Monday, February 22, 2010

Finger is not a mouse



Well you must have have guessed almost correctly on what I meant by the title of the post. With an onset of touchscreen devices and cheaper technology support (Ipad) we are going to see a rush of applications for the NEW genre of interaction. However we can argue that the interaction model was already there in terms of touchpad in laptop and wacom tablets. Only difference is now we'll be interacting with the content directly !
But wait a second. We will discover some gaps in the granularity of interaction model of mouse/pointer and finger touch.
Starting with basic question, and coders will get it quickly. What are different events that we code for a mouse?
mousemove - trapping the movement of mouse without click
mouseover - when mouse moves over an area of target object
mouseout - when mouse leaves the area of a target object
mousemove - trapping the movement of mouse with click
mouseclick/mousepress - when a target object is clicked by mouse mouserelease - when a mouse is released after clicking a target object

The reason of coloring the events differently is to make the interaction models in touch application and mouse supported application apparent. You can't have the first 3 interaction models in a touch application. You need to have a visible pointer all the time in the application that control those events. In touch application the pointer is activated only when you touch the surface, but that becomes your click event.
Hence the fundamental interaction model is violated. For certain application and websites first three are the core of interaction design. And if they were to be ported on a touch supporting software, they need to be completely redesigned.
And now just think of Adobe Flash support on Ipad/Iphone/Itouch. If tomorrow Ipad/Iphone/Itouch has Flash support and users open the site that uses the first three interaction mentioned above, they are going to go mad on why the site/application is not working. Do we then invest of designing and building those sites/applications again? That will be and expensive affair in terms of cost and effort.
As an Interaction Designer and a Flash Developer this comes as frustration to me to design and develop the same content for different devices. Well there seems to be a unique solution to this though.

Discovering ......

4 comments:

sURi said...

hmmmmm..... provocative..

bijuneYYan said...

Eggjaactly..

But stil.. I read somewhere about some new technology in which they're trying really hard to get the hovering interaction within touch screens.. Let's wait...

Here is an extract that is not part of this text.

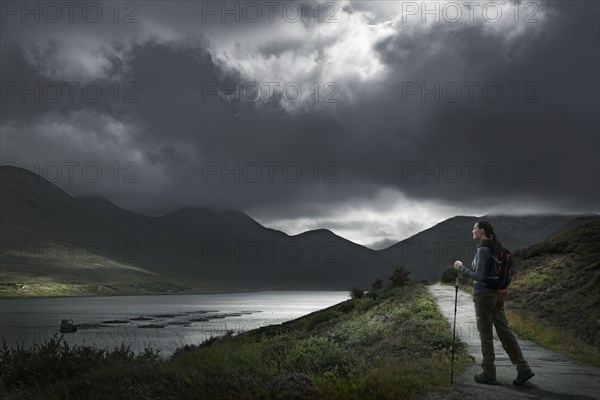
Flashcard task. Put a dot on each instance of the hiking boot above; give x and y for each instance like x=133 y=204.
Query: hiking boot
x=487 y=380
x=523 y=377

NOKIA had a work around for this in their Symbian s60 fifth generation (?) OS, by introducing double tap. First to highlight and the second to actually click.. But it's kinda hack rather than a real solution.

Although not directly connected.. Let me share this link here.. some Other workaround by these south Koreans. How to use a Capacitive touchscreen when it is really cold to take your fingers out of your gloves.

By the way, before I finish, I just changed my mind and started using a Resistive touch screen.. and I'm Loving it since browsing is damn 'practical'. where I get to click links with my finger nails :)

iPhone, sorry!

Kumar Ahir said...

The problem with finger is that it's difficult to achieve the precision of hovering and clicking. You see it can be another reason for CTD (carpal tunnel syndrome).

bijuneYYan said...

What if we just get inspired by the mouse pointer itself.

Imagine, there's a pointer on the screen
(it could some ripple-animated cursor with some cool light trail

effects so that it'll be easily locatable.. he he :P )

We move our fingers just the way we do it with the touch pad of a

laptop.. tap to click, tap hold to drag and double tap to double

click..

could work.

By the way, the CTD, I told I started loving the Resistive touchscreen because I can 'rest' my thumb on the screen without initiating a click and use my finger nails confortably to click.. When compared to a capacitive touch, like the iPhone's I always have to 'hover' my finger until i touch the screen.